Taxis were profitable, especially as fares went up. But no one could just get a cab and start picking up riders. One had to buy an existing permit from an existing owner. Over the years, the value of those permits increased. In the 25 years I have used New York City’s taxi medallions to explain Ricardo’s work to economics students, the price has gone from $300,000 to more than $500,000.
That is great for those who had permits in 1937. But it means that for any subsequent entrant into the business, the payment on the mortgage for a medallion is the biggest business expense — more than the car itself or gasoline. Interest alone runs more than $100 per day at current prices.
Few medallion owners actually drive cabs. They lease their permits to hungrier people, frequently immigrants, who are willing to put in long hours. After lease payments and other expenses, a New York City driver is lucky to make $15 an hour.
Someone has to come up with the money for a permit lease or mortgage payments, so riders bear the burden of limited competition in higher fares.
Higher fares don’t particularly harm the wealthy doctor or lawyer who needs to get across town. They don’t hurt the business traveler who has an expense account. They hurt the poor who need to get their groceries home. Limitations on taxi permits are one of the most regressive measures that exist at the municipal level because they hurt the poor proportionately much more than the rich.
New York City taxi authorities are auctioning 308 new permits at more than $500,000 per permit. What is particularly egregious is that these officials are touting the new permits as a valuable investment opportunity. They ignore the fact that such high prices are a measure of how badly New York consumers are being screwed by their own government.
Limits persist in New York because existing permit holders are strong political supporters of elected officials who protect their monopoly. In the past they used petty graft such as free rides for mothers of political machine leaders. Now, campaign contributions are the principal vehicle of support.
Locally, a Brooklyn Park taxi operator is suing the city of Minneapolis over its restrictions on the number of permits. He is represented by the Minnesota chapter of the Institute for Justice, a Libertarian public-interest law firm.
In reaction to the suit — and showing that some officials still have a sense of shame — a Minneapolis City Council committee has recommended that limits on permits be phased out by 2010. Jerry Fruin, a transportation expert from the University of Minnesota’s Applied Economics Department, testified on how much existing limits hurt the public and how the brunt of the cost is borne by the poor.
St. Paul, in contrast to Minneapolis, does not limit the number of permits. St. Paul charges annual fees and regulates drivers and safety. But any company that has at least five cabs can get a permit without having to buy them from existing owners.
The willingness of politicians from both major parties to tolerate abuse of the public is particularly infuriating. Republicans are all for letting markets work and opposing unneeded government regulation. But Republican mayors in New York — including Rudolph Giuliani and Michael Bloomberg — have turned a blind eye on the medallions.

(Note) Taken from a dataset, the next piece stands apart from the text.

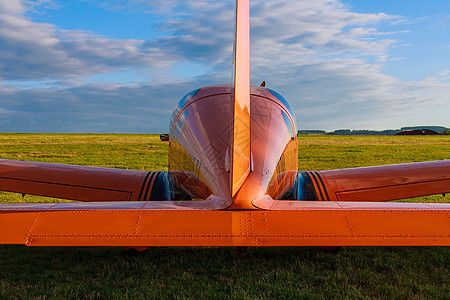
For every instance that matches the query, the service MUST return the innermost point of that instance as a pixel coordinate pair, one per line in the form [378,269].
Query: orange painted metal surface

The DFL has dominated the Minneapolis City Council for decades. Despite Democratic rhetoric about concern for the little guy, the council tolerated the same abusive restrictions. Indeed, when challenged by the Federal Trade Commission during the Reagan administration in 1983, Minneapolis agreed to add 25 new permits a year. But it reneged on the deal a few years later.
© 2006 Edward Lotterman
Chanarambie Consulting, Inc.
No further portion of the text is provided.